# Table top



## Chris1939 (Feb 21, 2011)

I have a large family that I can't seat at my dining room table. I was wondering if I could use MDF or plywood to make a temporary table top to place on top of may table on the days they come over. It would extend 20 inches on each end beyond the existing table top. It would only be needed for meal time when they come, not all the time. Would the 3/4" MDF or 3/4" plywood be strong enough without being supported?

Chris


----------



## chrisstef (Mar 3, 2010)

I think at 20" either would be good enough to withstand the elbows and leaning on the table. You may want to think about the rubbing that will occur which may scratch the existing tabletop. You may want to fasten it down as well to keep it from shifting and sliding around.


----------



## JonathanG (Jan 18, 2010)

You could also build a frame underneath around the outside to help strengthen/stiffen it, as well as to secure it in place around the table to keep it from shifting. Might want to consider adding some sort of backing material such as cork/rubber/etc. to keep it from sliding around and ruining the underlying table.

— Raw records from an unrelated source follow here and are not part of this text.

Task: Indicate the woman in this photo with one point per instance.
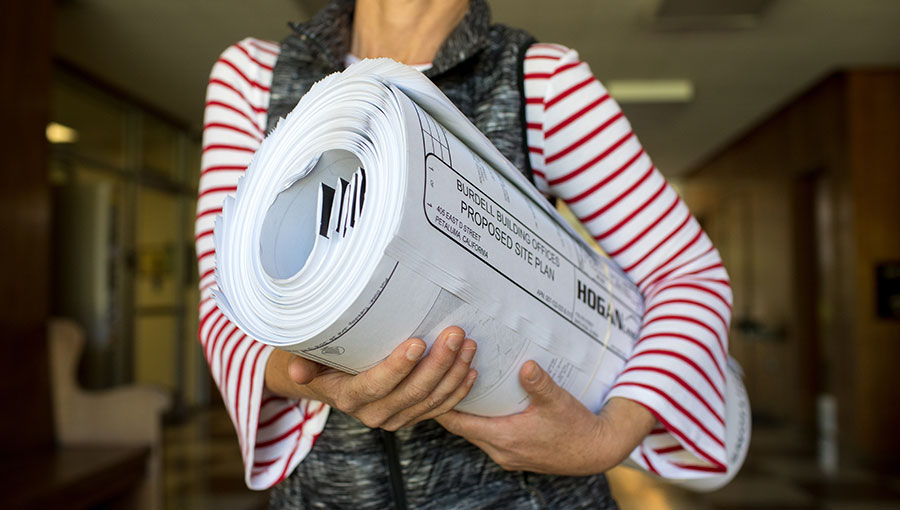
(545, 111)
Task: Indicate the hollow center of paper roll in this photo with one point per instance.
(289, 228)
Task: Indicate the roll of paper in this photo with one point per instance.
(376, 211)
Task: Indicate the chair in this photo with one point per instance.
(125, 415)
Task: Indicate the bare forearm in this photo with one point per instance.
(623, 424)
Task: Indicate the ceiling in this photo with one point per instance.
(745, 61)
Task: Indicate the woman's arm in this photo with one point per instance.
(583, 150)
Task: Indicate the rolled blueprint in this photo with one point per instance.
(376, 212)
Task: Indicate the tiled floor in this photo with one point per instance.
(203, 470)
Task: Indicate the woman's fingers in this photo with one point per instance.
(405, 388)
(381, 380)
(449, 391)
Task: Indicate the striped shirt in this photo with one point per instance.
(582, 150)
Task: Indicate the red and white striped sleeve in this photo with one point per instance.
(583, 150)
(275, 433)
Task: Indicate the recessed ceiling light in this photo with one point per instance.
(57, 133)
(651, 91)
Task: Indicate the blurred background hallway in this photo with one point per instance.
(777, 120)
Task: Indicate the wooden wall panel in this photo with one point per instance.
(825, 170)
(25, 63)
(873, 110)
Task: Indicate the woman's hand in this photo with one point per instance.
(398, 392)
(556, 434)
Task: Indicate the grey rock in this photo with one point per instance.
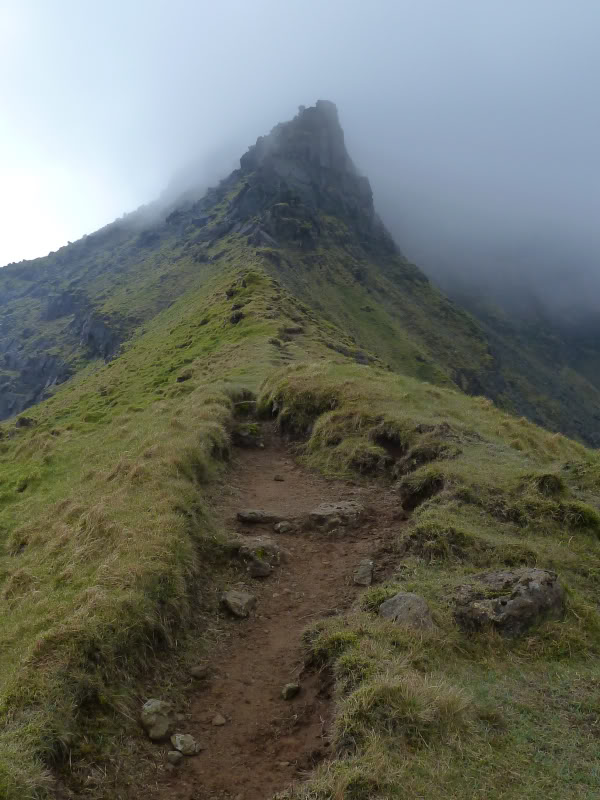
(238, 603)
(256, 516)
(509, 601)
(186, 744)
(290, 690)
(408, 609)
(327, 516)
(174, 757)
(157, 719)
(284, 527)
(363, 575)
(258, 568)
(261, 548)
(200, 671)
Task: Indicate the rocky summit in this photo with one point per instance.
(277, 518)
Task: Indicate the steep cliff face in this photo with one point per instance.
(299, 206)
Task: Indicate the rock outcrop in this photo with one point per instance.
(408, 609)
(510, 602)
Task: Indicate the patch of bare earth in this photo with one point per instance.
(267, 743)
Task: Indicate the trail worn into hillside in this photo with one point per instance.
(267, 743)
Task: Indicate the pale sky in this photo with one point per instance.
(471, 117)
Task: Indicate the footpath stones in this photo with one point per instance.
(185, 744)
(290, 690)
(238, 603)
(157, 719)
(328, 516)
(257, 516)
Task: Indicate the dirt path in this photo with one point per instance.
(267, 743)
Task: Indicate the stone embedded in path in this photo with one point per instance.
(157, 719)
(290, 690)
(256, 516)
(406, 608)
(363, 574)
(509, 601)
(327, 516)
(238, 603)
(284, 527)
(186, 744)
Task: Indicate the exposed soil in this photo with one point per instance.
(269, 743)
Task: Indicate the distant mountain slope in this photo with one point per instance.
(298, 206)
(279, 296)
(298, 203)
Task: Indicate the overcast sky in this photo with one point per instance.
(474, 119)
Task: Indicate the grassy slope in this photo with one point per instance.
(103, 523)
(104, 527)
(550, 377)
(444, 714)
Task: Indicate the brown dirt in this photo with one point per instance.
(268, 743)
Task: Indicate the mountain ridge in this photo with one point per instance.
(250, 309)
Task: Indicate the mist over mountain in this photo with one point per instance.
(475, 122)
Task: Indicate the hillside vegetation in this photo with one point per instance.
(442, 713)
(279, 294)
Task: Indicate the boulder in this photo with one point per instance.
(284, 527)
(238, 603)
(247, 434)
(185, 744)
(259, 568)
(157, 719)
(261, 548)
(363, 574)
(290, 690)
(327, 516)
(509, 601)
(256, 516)
(200, 672)
(406, 608)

I'd go with the MDF over the plywood, as the plywood may tend to splinter. The MDF could crumble a bit, but that's better than splintering. Might also want to roundover the edge with a router, then apply a few coats of sealer to help hold the edge together. Rounding over the edge will also help with elbow bumps.


----------



## Sawkerf (Dec 31, 2009)

I wouldn't use MDF. That 20" overhang is way too much for it to handle. It will almost certainly break sooner or later.

The 3/4" ply would work better, but probably needs to be "framed" with something to prevent it from sagging. Unless you have plenty of storage space, you might also want to hinge it so it can be folded for storage.

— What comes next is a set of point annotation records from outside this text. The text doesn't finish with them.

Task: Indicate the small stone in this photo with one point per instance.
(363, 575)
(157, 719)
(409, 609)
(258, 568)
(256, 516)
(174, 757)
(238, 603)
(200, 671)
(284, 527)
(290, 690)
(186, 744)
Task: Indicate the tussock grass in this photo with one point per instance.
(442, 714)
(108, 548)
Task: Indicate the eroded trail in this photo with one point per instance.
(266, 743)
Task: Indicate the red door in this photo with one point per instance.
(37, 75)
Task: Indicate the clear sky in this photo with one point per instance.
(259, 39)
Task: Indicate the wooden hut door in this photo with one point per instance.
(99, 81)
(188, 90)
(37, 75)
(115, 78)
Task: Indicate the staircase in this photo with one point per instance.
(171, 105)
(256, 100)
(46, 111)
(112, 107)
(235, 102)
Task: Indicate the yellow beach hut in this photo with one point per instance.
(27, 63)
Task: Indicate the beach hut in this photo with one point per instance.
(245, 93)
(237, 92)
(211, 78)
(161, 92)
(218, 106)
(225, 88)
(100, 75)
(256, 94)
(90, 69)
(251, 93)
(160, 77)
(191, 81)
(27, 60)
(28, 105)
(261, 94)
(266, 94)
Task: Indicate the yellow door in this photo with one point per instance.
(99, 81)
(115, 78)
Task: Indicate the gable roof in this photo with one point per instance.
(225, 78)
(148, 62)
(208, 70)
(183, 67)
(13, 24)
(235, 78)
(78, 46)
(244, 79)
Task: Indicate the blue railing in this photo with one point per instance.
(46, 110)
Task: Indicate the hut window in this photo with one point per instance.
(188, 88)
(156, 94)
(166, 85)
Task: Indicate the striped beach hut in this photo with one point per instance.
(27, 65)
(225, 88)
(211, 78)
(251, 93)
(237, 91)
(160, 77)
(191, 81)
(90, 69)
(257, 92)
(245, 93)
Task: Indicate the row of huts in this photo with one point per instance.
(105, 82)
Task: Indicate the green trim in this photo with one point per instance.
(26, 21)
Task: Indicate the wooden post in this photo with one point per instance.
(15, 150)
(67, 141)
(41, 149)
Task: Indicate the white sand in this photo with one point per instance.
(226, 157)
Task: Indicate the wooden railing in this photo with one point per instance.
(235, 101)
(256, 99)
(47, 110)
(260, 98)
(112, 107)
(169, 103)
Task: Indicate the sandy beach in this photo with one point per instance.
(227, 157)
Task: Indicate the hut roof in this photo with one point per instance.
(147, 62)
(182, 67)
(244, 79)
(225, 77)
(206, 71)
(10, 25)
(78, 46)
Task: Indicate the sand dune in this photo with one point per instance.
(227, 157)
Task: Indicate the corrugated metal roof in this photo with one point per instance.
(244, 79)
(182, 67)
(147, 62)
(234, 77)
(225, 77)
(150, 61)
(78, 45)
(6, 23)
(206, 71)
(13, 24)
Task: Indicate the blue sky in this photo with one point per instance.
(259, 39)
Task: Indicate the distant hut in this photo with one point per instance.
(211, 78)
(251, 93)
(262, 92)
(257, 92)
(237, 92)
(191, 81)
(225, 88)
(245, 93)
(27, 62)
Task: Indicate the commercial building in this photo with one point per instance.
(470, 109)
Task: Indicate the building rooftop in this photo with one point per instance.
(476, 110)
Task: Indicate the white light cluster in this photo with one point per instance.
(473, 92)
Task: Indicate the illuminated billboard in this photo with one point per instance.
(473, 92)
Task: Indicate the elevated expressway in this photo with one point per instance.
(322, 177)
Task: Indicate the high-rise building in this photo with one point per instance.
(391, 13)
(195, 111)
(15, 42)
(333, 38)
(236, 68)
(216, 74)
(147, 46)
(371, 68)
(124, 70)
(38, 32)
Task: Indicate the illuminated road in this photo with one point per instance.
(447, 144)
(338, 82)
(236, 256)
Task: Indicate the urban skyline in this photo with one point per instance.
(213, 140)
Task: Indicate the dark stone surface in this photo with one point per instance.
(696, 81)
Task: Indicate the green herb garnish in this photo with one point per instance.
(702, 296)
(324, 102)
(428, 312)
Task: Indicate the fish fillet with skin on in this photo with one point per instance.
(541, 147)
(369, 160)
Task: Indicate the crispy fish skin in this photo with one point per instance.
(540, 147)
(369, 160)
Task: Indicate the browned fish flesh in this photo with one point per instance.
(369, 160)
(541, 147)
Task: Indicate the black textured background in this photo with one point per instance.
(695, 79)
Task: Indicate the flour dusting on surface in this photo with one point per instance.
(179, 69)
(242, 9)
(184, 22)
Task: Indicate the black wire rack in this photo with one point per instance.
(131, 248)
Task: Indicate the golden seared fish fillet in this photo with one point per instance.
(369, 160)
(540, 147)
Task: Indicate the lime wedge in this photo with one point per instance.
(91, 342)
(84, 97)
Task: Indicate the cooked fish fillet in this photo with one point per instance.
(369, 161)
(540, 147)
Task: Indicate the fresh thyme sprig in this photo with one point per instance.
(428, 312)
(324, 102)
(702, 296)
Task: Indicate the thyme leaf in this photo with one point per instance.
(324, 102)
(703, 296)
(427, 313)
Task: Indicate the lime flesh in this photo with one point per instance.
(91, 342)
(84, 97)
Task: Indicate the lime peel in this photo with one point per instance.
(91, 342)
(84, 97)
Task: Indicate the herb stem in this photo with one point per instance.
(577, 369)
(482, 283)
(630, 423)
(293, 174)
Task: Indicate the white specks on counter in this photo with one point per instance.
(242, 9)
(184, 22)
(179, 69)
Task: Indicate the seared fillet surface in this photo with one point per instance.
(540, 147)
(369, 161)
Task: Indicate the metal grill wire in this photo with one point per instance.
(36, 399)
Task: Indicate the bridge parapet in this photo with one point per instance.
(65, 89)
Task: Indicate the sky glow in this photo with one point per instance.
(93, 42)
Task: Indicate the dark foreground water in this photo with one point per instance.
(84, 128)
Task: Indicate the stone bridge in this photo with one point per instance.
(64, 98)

If I were building this, I would put a "frame" on the bottom the size of the table top and use some non-skid padding to protect the table.

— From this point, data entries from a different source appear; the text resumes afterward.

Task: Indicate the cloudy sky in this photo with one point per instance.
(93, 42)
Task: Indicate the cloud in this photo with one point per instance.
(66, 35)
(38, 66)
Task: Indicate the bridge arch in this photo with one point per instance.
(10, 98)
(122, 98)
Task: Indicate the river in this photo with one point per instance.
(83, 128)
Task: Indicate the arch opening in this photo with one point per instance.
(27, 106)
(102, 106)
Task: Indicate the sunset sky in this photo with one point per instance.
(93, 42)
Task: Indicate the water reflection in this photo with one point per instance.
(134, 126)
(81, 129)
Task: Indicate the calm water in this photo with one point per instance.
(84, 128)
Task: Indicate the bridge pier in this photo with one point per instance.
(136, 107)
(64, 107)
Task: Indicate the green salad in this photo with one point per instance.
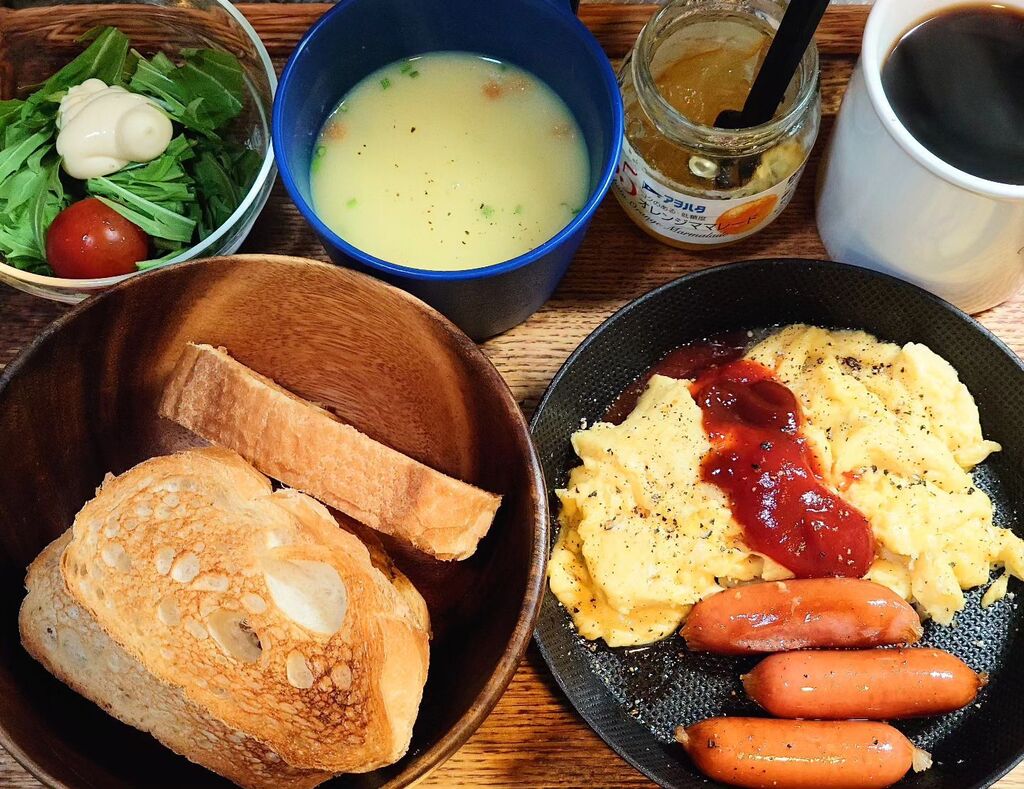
(51, 222)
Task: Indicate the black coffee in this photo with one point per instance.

You're raising the hieght of your table by 3/4" and folks will notice. - lol


----------



## JonathanG (Jan 18, 2010)

Guess I didn't clarify that the frame was supposed to be underneath the MDF to support it. Sort of like a torsion box, only not that much framing.


----------



## Sawkerf (Dec 31, 2009)

I would still go with the ply. It's lighter than the MDF.


----------



## JonathanG (Jan 18, 2010)

If you go with the ply, put the outer frame perpendicular to the edge of the ply, creating a lip, creating a flush surface along the top lip. That will strengthen the ply and give you an edge to roundover. You could simply glue or screw a square backing block or cleat and that'll allow you to use the router on the edge, compared to something like pockethole screws where the screws will be in the path of the router bit.

Do you want something lighter that is easier to move? If so, go with the plywood as Sawkerf said, or if you want something more solid and heavier, go with the MDF. You could also put edge banding around the MDF to keep it from bowing.

Why do I end up overengineering things all the time?


----------



## ddockstader (Jun 21, 2009)

Some simple rules:
1. Unless you are serving "Rock" lobster, "Stone" crab, or have family members who weigh 300+ and insist on sitting on the end of the dining table, a 48×96 plywood will work fine without any additional framework - it certainly does for my family at Thanksgiving.
2. Use the plywood - it's a lot lighter to carry out after dinner than the MDF.
3. ROUND THE CORNERS - have a dedicated piece with rounded corners. I used a 2 inch radius. Those corners, camouflaged by a table cloth, leave some nasty bruises when everyone is jockeying for chairs.

DAMHIKT


----------



## Domer (Mar 8, 2009)

I agree that plywood is a lot lighter. I would put the frame underneath the plywood to keep it from moving around during use. I would also put a pad underneath the plywood to keep from scratching your table top.

If you are concerned about storing the plywood, you could cut it in half and hinge it. Easier to move around and store. but will leave the hinges in the way when you use it.

Domer


----------